Silent solitude is part of such memory & this image shares words I won't write now. I have some days to mull & ponder alone all which fills my life. Rich & rare time to find my own blooming into work & play...

There is small doubt I hold my usual chatter in more than temporary abeyance, so please savor the sweet stillness of this current mood with me... even as we also know these petals will join the potpourri of memory with a certain sadness.

ENJOY!


Tuesday, March 03, 2009

CONDENSATION...



I am carving nocturnally in this dark season even as it also waxes toward spring...

Above shows a progression of the blocking-out process to begin the carving of a bell wax. Sawing & filing out of the raw solid a rough "canvas" onto which I can begin the searching drawing process to find the specifications which might render a bell. I've written about this process here.

Hummingbird has eluded me for years. Indeed, I'm not certain I've quite synthesized into static sculpture such blurr as seems better seen in one's imagination...



I've also been meditating into a bell for Equal Rights Washington


I relish these periods of solitude when I can hold in my mind the tenuously evolving form in ways deeper than the never distant actual wax... which, as I turn it 'round, must hold only its current form.
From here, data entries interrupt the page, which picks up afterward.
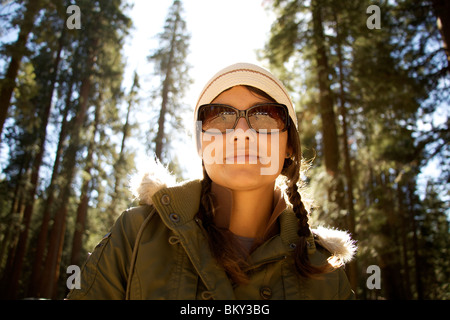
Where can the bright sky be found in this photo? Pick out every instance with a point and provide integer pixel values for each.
(222, 33)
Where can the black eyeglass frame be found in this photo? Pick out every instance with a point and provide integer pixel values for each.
(244, 114)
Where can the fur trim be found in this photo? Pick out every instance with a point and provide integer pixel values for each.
(338, 243)
(154, 178)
Condensing my idea from all its previous forms, I find myself wondering whether I am pilot steering a process or the tool of some tide...

Tuesday, November 13, 2007

SANCTUARY... solitude



Some years ago I was gifted a piece of calligraphy by it's creator, Sally Jackson. It has mostly lived in my flat drawers along with a fair accumulation of stored drawings, watercolors, prints, the archive of my own calligraphic history... too much art to live with actively displayed... plus a quantity of various kinds of unworked paper I've collection over years.

This bit of illuminated poesy has, however, cajoled itself into freedom numerous times as I've heard its invitation to bring out this gilded "M" twining a tree not yet timber
with which to build, much less to burn, more than my curiosity, perhaps.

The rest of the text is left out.